Quan Tao1ORCID,Zhang Xin2,Li Jinyi1,Wang Zhaofei3,Fu Xiaojie1,Feng Xin2,Xu Haowen1,Duan Chuanzhi2,Guan Sheng1

Affiliation:

1. Departments of Interventional Neuroradiology, First Affiliated Hospital of Zhengzhou University, Zhengzhou, Henan, China;

2. Department of Cerebrovascular Surgery, Neurosurgery Center, Engineering Technology Research Center of Education Ministry of China on Diagnosis and Treatment of Cerebrovascular Disease, Zhujiang Hospital of Southern Medical University, Guangzhou, Guangdong, China;

3. Departments of Anesthesiology, First Affiliated Hospital of Zhengzhou University, Zhengzhou, Henan, China

Abstract

BACKGROUND AND OBJECTIVES: The aim of this study was to delineate the reconstructive endovascular treatment and periprocedural management of compensative-flow–related posterior circulation aneurysms with anterior circulation artery occlusion. METHODS: A total of 87 patients were enrolled in this retrospective double-center cohort study from May 2011 to November 2023. The baseline demographics, aneurysm characteristics, etiology and status of anterior circulation artery occlusion, treatment modalities, anesthesia management, complications, and clinical and angiographic outcomes of the patients were retrospectively analyzed in this study. RESULTS: Atherosclerosis and moyamoya disease were found to be the two main etiologies of anterior circulation artery occlusion.
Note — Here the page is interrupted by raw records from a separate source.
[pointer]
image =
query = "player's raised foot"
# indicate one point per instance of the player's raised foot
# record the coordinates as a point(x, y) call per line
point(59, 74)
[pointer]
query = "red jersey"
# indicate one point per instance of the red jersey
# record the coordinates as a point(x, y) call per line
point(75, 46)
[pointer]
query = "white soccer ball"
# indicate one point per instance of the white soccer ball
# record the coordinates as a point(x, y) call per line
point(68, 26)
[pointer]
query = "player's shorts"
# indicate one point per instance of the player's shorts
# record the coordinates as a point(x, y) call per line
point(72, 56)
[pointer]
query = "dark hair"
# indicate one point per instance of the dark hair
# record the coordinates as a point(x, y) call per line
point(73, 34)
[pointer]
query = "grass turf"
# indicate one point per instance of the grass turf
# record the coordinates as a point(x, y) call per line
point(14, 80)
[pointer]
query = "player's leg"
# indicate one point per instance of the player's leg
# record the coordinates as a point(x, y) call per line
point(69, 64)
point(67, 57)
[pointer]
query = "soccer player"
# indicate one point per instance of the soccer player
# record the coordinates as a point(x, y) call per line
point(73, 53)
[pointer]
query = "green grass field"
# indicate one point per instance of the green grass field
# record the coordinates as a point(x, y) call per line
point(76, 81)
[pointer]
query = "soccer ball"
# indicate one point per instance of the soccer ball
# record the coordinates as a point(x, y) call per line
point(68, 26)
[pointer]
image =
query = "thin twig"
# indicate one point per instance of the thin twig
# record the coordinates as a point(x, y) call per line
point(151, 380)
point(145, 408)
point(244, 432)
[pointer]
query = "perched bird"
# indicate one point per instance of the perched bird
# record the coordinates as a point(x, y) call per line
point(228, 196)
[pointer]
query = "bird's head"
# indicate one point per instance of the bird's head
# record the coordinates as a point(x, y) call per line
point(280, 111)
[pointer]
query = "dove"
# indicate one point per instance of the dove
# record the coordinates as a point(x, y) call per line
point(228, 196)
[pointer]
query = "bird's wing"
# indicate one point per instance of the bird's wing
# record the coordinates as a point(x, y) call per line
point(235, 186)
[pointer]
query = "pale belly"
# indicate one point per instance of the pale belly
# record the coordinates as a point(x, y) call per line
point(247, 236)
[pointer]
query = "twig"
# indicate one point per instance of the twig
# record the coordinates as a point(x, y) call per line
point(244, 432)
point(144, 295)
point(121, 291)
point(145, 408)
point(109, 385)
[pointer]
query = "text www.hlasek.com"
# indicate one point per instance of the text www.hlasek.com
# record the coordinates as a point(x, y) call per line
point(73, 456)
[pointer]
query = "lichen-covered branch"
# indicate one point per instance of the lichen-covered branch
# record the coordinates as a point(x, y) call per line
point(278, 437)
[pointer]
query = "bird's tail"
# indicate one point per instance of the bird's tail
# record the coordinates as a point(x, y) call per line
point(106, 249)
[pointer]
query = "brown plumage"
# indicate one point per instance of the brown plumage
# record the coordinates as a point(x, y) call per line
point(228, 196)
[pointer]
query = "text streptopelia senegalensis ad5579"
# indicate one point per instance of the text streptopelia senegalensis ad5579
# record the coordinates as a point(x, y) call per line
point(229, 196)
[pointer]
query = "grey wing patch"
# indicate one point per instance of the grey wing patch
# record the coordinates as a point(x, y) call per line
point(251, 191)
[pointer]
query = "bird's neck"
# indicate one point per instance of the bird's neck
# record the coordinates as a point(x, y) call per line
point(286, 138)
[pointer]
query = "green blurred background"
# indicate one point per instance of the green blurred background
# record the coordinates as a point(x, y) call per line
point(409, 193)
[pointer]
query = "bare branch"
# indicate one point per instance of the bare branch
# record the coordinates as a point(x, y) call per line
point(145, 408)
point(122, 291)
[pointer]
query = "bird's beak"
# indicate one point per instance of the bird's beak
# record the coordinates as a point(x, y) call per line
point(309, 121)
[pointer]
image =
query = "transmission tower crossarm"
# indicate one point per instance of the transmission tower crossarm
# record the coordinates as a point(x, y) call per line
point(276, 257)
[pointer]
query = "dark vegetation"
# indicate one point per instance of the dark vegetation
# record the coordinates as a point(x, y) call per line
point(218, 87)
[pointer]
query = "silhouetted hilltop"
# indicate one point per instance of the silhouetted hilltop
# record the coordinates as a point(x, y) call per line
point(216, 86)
The mean American Society of Interventional and Therapeutic Neuroradiology/Society of Interventional Radiology scores were significantly higher in patients with posterior communicating artery trunk collaterals than those with posterior cerebral artery pial collaterals (P < .05). Treatment strategies included stent-assisted coiling (55, 63.2%), standard coiling (22, 25.3%), and flow diversion or flow diversion–assisted coiling (8, 9.2%). The overall rate of procedure-related ischemic and hemorrhagic complications (10.3%) was considered acceptable. The ischemic complication was significantly associated with a >20% drop in mean arterial pressure (P < .05) during the procedure. Finally, 86.2% of all patients showed a modified Rankin Scale score of 0 to 2 at the final clinical follow-up. CONCLUSION: Our study indicates that reconstructive endovascular treatments are feasible and effective strategies for compensative-flow–related posterior circulation aneurysms with anterior circulation artery occlusion. However, these treatments are associated with a risk of periprocedural ischemic complications, which can be reduced by collateral arterial assessment, appropriate periprocedural anesthesia management, and antiplatelet treatment.